This solution does mean you have to repeat the process for every incorrectly identified movie every time you rebuild the database; and every time you rebuild the database, different titles are at risk of being misidentified thanks to users at TMDB adding new data (or editing or deleting old data) that newly confuses the API.
Edit: Updated link to skip to the part of thread where I better understood the issue.
If infuse is able to query TMDB to obtain a list of possible choices to show us, what’s preventing Infuse from automatically going through that list to see if one of the choices is an exact match (instead of picking the first one) ? Or am I missing something?
Because many users have hundreds and other users many thousands of titles, and going through each manually would be a nightmare.
The ability to fix broke titles (a very small percentage of all titles scanned) one at a time is the appropriate compromise.
Forgive me, I just realized you might not have meant “automatically” as in automatically let the user decide during import … but automatically have Infuse, by itself, compare the list of all possible title matches.
I think probably the biggest problem is the API that identifies video titles only returns the single match that TMDB determines is correct.
To make Infuse work as well as possible they support many different file-naming schemes and don’t necessarily penalize for poor spelling or putting parts of some titles in the wrong order.
I guess the only way to automate this, they’d have to add a new module that compares TMDB returned movie title with file name as submitted and tag ALL not-exact matches for user to manually review?
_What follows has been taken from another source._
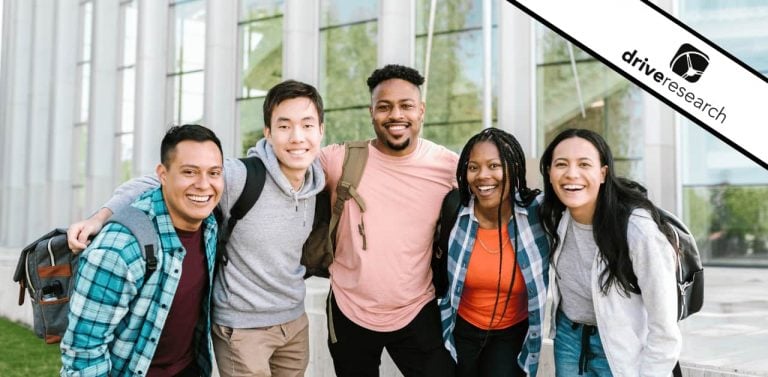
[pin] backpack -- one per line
(449, 212)
(318, 250)
(690, 273)
(46, 269)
What I generally do is hide all my custom art by renaming all my .jpgs and then scanning visually through the library looking for unfamiliar posters searching for titles I know I don’t have in my library — and unexpected double posters next to each other for files misidentified as titles I DO have in my collection.
Not ideal, but it works.
I mentioned the edit function of Infuse just to show that Infuse is capable of retrieving a list of possible matches for a movie using the file name. What I’m trying to say is when Infuse detect a new movie, it should retrieve that same list and see if one of the movie from that list is an exact match. Ideally it would pick that exact match instead of what TMDB find most “popular”. All off that without any user intervention.
Thx.
Not clear to me what a good solution would be.
I imagine this would incredibly lengthen the time it takes for Infuse to import collections (annoying most users) and perhaps be a violation of TMDB’s API terms.
It would be interesting if Infuse could simply tag items it found that matched suspiciously (significant title / release year discrepancies) for human attention or review after import (without performing multiple queries per title) … but not sure how Firecore would settle on the threshold of what constitutes a suspicious match — since at least a few obscure movies in my collection correctly have identical titles and release years — and clearly those would never be tagged as suspicious no matter how strict the threshold is.